Conjugacy class size formula in symmetric group

Statement

Suppose ${\displaystyle n}$ is a natural number and ${\displaystyle \lambda }$ is an unordered integer partition of ${\displaystyle n}$ such that ${\displaystyle \lambda }$ has ${\displaystyle a_j}$ parts of size ${\displaystyle j}$ for each ${\displaystyle j}$. In other words, there are ${\displaystyle a_1}$ ${\displaystyle 1}$s, ${\displaystyle a_2}$ ${\displaystyle 2}$s, ${\displaystyle a_3}$ ${\displaystyle 3}$s, and so on. Let ${\displaystyle c}$ be the conjugacy class in the symmetric group of degree ${\displaystyle n}$ comprising the elements whose Cycle type (?) is ${\displaystyle \lambda }$, i.e., those elements whose Cycle decomposition (?) has ${\displaystyle a_j}$ cycles of length ${\displaystyle j}$ for each ${\displaystyle j}$. Then:

${\displaystyle \left|c\right|=\frac{n!}{{\prod }_j(j{)}^{a_j}(a_j!)}}$

Note that those ${\displaystyle j}$ where ${\displaystyle a_j=0}$ contribute a ${\displaystyle 1}$ in the denominator and can be ignored from the product, while for those ${\displaystyle j}$ where ${\displaystyle a_j=1}$, the ,math>a_j!</math> term can be omitted.

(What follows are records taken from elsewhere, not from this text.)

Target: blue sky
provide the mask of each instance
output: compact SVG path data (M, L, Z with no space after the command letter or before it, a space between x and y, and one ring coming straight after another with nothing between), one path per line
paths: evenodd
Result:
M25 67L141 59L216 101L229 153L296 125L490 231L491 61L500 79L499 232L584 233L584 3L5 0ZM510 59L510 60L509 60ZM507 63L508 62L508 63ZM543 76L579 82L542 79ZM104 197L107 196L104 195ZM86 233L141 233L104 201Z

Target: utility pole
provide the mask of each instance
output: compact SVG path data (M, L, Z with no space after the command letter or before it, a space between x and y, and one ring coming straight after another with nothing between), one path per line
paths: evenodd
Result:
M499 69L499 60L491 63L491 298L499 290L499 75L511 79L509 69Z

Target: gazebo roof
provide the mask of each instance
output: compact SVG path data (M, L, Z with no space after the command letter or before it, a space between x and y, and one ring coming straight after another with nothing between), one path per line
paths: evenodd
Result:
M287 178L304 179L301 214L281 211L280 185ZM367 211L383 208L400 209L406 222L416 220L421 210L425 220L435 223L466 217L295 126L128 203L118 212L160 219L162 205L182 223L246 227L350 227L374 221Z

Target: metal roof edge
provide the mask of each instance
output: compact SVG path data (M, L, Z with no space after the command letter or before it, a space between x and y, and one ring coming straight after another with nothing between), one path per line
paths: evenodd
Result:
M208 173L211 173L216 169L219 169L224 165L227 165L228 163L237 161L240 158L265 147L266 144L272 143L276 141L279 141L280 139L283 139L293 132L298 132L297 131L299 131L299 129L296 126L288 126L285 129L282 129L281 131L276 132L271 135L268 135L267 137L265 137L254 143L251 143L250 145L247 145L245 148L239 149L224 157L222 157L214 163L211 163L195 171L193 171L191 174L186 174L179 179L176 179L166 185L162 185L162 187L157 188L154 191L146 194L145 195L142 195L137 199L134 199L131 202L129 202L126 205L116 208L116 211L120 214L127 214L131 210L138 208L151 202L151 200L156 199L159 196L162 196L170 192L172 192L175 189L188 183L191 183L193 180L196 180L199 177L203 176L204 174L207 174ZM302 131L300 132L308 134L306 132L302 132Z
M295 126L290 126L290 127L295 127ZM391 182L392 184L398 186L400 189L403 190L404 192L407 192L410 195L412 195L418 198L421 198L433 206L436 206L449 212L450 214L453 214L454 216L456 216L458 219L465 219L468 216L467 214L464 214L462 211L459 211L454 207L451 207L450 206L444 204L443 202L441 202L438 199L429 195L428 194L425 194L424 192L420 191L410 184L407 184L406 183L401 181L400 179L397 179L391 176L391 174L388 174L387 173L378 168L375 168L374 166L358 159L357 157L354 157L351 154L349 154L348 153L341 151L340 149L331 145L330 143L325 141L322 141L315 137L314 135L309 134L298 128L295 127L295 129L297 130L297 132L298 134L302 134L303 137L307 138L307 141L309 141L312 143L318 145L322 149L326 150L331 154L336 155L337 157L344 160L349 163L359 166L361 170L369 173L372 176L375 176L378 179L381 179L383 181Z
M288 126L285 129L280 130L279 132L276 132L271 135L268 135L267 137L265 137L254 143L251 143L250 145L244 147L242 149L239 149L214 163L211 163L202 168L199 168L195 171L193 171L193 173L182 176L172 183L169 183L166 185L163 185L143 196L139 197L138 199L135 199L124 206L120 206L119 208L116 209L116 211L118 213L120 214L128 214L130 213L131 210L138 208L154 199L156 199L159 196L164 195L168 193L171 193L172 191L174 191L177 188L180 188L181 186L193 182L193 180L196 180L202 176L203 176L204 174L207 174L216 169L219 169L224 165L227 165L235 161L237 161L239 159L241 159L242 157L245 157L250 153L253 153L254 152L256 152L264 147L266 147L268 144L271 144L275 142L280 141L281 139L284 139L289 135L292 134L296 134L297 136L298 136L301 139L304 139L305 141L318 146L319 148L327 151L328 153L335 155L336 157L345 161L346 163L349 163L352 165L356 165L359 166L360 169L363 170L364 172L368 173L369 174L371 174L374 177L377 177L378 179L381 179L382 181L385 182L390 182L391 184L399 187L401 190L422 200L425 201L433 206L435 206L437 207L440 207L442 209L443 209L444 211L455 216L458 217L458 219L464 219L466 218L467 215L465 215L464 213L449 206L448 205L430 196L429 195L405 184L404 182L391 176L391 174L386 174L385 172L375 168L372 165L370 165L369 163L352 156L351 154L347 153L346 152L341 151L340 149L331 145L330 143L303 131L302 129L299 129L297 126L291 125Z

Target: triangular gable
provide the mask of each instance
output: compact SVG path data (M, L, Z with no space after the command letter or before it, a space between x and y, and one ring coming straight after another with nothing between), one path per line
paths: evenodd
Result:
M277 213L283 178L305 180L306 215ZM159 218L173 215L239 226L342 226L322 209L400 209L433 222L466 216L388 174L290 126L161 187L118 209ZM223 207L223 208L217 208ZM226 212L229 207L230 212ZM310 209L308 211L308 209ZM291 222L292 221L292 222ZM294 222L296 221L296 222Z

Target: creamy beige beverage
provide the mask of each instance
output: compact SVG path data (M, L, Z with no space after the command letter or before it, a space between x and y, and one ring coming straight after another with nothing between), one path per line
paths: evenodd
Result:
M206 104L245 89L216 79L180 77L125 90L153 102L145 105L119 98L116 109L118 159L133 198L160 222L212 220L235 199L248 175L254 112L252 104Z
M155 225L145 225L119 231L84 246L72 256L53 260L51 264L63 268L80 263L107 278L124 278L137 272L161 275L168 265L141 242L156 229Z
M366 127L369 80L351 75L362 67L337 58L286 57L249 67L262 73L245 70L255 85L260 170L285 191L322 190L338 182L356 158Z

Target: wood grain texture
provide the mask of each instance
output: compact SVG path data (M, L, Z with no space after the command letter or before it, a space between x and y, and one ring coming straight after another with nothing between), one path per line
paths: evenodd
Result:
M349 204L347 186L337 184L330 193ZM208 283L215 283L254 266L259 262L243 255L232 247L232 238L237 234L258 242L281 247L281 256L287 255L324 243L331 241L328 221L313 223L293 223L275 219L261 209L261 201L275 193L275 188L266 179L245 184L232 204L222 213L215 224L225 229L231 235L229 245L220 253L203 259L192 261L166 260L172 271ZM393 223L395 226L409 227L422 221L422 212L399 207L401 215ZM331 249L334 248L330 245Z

Equivalently, if ${\displaystyle C}$ is the centralizer of any element of ${\displaystyle c}$, then:

${\displaystyle \left|C\right|={\prod }_j(j{)}^{a_j}(a_j!)}$

These are equivalent because size of conjugacy class equals index of centralizer, which follows from the identification of the conjugacy class with the left coset space of the centralizer via the action of the group on itself as automorphisms by conjugation.